The rising cost of healthcare.
We hear about it 24/7 – in the papers, on the news, even when I travel and talk with people from other countries. I get asked “what’s the real problem?” and “why can’t we figure it out?”
What if I told you many of the answers to these issues in healthcare are already in your hands?
Did you just chuckle?
In my role as region director at Premier, Inc., I look for ways to reduce costs and optimize care in healthcare systems across the U.S. The first place to start: the data.
The answer to almost every problem is already somewhere in-house. We just have to find it and then figure out what to do with it.
Depending on who I’m working with determines where I start. If I’m meeting with the CFO, they may want to look at how their supply cost per adjusted patient day measures up vs. their peers.
If I’m working with an OR director, we may look at ways to reduce costs by optimizing their reprocessing program.
The pharmacy directors are always looking for ways to manage the rising costs of “old drugs.”
Answers to these questions (and many more) lie in what they’re purchasing and how they’re using it.
That’s where I come in!
I like a challenge, and puzzles interest me to no end. It’s not always easy, but with different analytic tools at my fingertips, I can take the organization’s data, and slice/dice/compare it to uncover the best solution to the problem.
To give you an example, I recently worked with a group of 4 facilities to help develop a process to implement change.
Using a tool to integrate quality, safety and financial data, combined with a tool to analyze total supply spend, they found opportunities to reduce cost in the physician preference arena. We devised a process to mine for opportunities using comparative peer groups, look at associated cost opportunities and monitor the progress to create accountability.

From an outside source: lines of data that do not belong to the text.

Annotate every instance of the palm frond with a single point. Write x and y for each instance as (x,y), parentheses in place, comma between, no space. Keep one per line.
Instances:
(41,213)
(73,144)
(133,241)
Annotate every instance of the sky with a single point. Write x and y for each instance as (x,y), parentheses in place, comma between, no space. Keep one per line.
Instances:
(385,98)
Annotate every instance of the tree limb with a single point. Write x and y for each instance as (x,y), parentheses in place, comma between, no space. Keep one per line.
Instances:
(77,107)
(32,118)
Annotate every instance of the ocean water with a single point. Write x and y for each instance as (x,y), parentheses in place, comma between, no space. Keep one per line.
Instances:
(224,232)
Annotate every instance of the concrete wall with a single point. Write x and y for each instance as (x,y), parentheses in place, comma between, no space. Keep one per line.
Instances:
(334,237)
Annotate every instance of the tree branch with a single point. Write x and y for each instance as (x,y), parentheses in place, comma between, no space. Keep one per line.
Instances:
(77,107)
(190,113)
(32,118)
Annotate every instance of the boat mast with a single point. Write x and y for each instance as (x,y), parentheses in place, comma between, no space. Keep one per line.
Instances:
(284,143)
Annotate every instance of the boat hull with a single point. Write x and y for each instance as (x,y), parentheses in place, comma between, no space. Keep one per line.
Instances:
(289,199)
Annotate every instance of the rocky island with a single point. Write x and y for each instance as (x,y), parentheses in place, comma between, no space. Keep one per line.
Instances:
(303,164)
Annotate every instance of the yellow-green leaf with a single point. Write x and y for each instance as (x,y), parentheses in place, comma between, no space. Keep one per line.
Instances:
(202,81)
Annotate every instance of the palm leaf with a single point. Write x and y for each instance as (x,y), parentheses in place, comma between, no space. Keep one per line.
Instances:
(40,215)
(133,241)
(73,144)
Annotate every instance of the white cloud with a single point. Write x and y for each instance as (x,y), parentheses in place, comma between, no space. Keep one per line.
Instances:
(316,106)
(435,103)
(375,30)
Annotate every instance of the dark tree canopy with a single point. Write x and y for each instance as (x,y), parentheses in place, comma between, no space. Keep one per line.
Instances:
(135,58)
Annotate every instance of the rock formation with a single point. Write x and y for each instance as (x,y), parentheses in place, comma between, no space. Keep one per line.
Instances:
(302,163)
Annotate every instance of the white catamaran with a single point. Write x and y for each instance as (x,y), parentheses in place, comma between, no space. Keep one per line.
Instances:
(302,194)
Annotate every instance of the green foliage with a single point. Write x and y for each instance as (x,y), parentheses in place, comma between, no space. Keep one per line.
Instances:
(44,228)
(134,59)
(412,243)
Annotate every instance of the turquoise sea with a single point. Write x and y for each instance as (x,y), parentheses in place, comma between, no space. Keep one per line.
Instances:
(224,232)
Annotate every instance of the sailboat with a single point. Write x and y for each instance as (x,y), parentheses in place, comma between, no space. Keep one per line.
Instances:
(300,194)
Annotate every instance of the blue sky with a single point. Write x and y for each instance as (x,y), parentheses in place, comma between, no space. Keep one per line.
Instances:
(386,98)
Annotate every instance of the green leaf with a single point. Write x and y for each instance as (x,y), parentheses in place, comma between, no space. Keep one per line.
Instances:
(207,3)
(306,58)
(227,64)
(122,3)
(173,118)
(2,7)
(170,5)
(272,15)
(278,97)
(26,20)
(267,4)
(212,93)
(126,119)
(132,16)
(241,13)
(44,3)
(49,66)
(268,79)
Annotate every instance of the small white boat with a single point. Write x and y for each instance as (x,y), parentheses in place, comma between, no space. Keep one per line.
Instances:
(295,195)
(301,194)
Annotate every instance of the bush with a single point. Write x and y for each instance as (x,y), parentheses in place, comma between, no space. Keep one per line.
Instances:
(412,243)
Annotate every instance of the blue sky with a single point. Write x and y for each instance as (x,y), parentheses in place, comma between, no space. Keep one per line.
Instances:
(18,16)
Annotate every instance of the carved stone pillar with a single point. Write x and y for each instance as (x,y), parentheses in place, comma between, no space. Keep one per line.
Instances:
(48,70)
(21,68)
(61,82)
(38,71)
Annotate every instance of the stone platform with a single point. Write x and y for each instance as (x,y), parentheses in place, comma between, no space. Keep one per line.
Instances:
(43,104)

Once an initiative is selected, they’ll have a repeatable, standardized process to follow created using Lean practices. Most importantly, they’ll have the ability to implement and track the changes to record the cost reduction.
Data will always give us the answer, but what to do with that answer is the real challenge (aka fun)!
For me, the best part of this job is the intersection of data and healthcare improvement. I get to use advanced analytics, build personal relationships and measure the impact we’re having on healthcare organizations. And it doesn’t get any better than that.